If you want to specify include patterns, click on the 'add new' button for include patterns and specify the regex pattern. So Aspire will only crawl URLs with the specified pattern.If you want to specify exclude patterns, click on the 'add new' button for exclude patterns and specify the regex pattern. So Aspire will exclude crawling of URLs that matches the specified pattern.Click on Advance Configuration option, verify the Box Working directory value, you will need to create Box.accesstoken and Box.refreshtoken files with the corresponding values from the previous process (Box Prerequisites) and save them into the working dir.
In the "Server" field in the ' Content Source Properties' section, enter the Server URL to crawl.In the "Server API" field in the ' Content Source Properties' section, enter the URL to the Box API (For version 2.0, the current url is https://api.box.com).- Most include the respective protocol, http or https.
API Version, the connector was develop and tested with version 2.0.Enter the Client ID, Client_Secret, Redirect_Url: The Box API uses OAuth 2 for authentication, so in order to connect, we need register a Box application and get these values.Enter the Username, Password of the Box.Com account (Admin account).- Note: The password will be automatically encrypted by Aspire.
- the config.json file with the private key information. If you don't use the config.json you will need to use the public key id, encrypted private key (please remove the header "-----BEGIN ENCRYPTED PRIVATE KEY-----" and footer "-----END ENCRYPTED PRIVATE KEY-----", use only the encrypted value), password for the private key, and the enterprise id.

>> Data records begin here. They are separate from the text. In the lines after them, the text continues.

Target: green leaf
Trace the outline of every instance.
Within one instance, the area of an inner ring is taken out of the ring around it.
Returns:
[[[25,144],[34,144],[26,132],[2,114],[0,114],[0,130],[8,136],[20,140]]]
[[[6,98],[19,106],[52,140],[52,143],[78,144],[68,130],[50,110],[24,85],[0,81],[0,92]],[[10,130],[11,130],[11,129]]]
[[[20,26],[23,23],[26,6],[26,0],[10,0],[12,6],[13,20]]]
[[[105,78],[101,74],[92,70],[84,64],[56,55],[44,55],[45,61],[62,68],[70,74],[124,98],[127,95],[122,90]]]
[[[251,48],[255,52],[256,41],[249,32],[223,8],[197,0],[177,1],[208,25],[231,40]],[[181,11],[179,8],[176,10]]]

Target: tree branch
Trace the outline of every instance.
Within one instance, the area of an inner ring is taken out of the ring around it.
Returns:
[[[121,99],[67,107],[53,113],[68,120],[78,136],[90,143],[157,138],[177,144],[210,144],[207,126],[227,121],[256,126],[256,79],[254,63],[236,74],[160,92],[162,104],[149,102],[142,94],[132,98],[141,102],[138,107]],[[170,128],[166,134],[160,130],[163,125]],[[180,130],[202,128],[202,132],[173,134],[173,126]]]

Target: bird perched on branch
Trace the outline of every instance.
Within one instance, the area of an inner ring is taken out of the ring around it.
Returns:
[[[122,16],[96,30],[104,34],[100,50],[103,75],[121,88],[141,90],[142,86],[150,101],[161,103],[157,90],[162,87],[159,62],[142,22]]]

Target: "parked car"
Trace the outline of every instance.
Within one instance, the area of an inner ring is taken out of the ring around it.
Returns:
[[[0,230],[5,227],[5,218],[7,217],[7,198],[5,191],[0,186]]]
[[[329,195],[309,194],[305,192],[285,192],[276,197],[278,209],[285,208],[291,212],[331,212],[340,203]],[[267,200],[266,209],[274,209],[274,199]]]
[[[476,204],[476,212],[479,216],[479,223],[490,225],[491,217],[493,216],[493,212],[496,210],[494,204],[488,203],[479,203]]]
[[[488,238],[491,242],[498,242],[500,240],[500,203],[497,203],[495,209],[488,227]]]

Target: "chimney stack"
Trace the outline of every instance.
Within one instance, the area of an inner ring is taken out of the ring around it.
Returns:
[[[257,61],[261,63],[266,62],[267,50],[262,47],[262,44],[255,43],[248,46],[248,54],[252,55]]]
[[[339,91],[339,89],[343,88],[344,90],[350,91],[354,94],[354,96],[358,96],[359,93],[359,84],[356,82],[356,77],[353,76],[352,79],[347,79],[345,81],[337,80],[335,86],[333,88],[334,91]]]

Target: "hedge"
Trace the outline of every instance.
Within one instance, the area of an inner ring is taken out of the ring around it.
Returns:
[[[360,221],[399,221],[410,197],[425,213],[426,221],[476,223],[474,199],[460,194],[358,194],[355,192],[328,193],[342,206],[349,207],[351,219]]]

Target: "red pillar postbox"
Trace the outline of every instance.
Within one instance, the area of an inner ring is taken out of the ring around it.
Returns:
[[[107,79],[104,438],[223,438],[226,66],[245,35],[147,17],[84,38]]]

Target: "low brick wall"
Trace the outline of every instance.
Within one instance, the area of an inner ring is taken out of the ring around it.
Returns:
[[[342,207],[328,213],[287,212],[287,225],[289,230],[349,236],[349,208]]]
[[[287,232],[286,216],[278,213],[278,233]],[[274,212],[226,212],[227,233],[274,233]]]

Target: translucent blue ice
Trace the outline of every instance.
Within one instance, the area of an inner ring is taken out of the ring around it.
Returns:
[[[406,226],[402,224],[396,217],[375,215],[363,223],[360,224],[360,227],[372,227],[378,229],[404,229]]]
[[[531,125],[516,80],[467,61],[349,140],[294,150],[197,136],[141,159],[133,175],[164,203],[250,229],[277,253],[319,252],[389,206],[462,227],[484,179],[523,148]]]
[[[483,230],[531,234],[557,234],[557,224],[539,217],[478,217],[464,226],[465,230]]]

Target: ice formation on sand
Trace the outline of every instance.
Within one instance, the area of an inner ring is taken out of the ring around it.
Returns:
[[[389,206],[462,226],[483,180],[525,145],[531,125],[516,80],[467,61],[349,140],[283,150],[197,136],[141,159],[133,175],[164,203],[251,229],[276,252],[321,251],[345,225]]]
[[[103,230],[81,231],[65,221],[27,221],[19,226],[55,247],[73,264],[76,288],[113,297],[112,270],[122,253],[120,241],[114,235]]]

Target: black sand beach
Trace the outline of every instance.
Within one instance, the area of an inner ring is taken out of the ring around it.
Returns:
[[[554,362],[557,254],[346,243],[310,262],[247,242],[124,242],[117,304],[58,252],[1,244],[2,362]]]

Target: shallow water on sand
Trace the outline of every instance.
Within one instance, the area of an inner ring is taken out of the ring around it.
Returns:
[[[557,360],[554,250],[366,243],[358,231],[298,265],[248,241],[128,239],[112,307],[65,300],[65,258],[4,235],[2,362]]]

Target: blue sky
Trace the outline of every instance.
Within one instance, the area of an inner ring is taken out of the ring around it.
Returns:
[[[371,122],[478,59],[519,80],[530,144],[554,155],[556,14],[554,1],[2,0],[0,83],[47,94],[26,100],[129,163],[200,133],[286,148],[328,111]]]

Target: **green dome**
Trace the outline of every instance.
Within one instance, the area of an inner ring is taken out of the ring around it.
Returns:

- Enter the Username of the Box.com account (Admin account).
- Enter the page size, which indicates the amount of documents or folders that will be returned by the API each call
.Exclude extension for extract text by setting the extensions (separeted by comma) you don't want to extract the text, for instance dll or exe- .
Check on the other options as needed:- Impersonate users?:
Impersonate - If true, the connector will impersonate each user in order to crawl all shared and private content.
- Also you can add the user login account for a subset of users that you want to impersonate.
If unchecked, only shared content accessible by the crawling account will be crawled. - Backoff on Error: If true, the connector will have a back off mechanism when the server returns the specified error.
- Backoff error pattern: Indicate the regex to match the error message to backoff.
- Backoff in minutes: Time to wait when a backoff error is encountered.
- Backoff max retries: Number of retries with backoff when error is encountered.
9.Index folders?: index subfolders as items. If unchecked, only files will be indexed.
10. Scan subfolders?: Scan through subfolder's child nodes.
11. Exclude Sub Folders: Enter a Folder name (or a list of folders) to be exclude from the crawling.
Include/Exclude patterns: Enter regex patterns to include or exclude files/folders based on URL matches.
- If you want to specify include patterns, click on the 'add new' button for include patterns and specify the regex pattern. So Aspire will only crawl URLs with the specified pattern.
- If you want to specify exclude patterns, click on the 'add new' button for exclude patterns and specify the regex pattern. So Aspire will exclude crawling of URLs that matches the specified pattern.
Click on Advance Configuration option, verify the Box Working directory value, you will need to create Box.accesstoken and Box.refreshtoken files with the corresponding values from the previous process (Box Prerequisites) and save them into the working dir.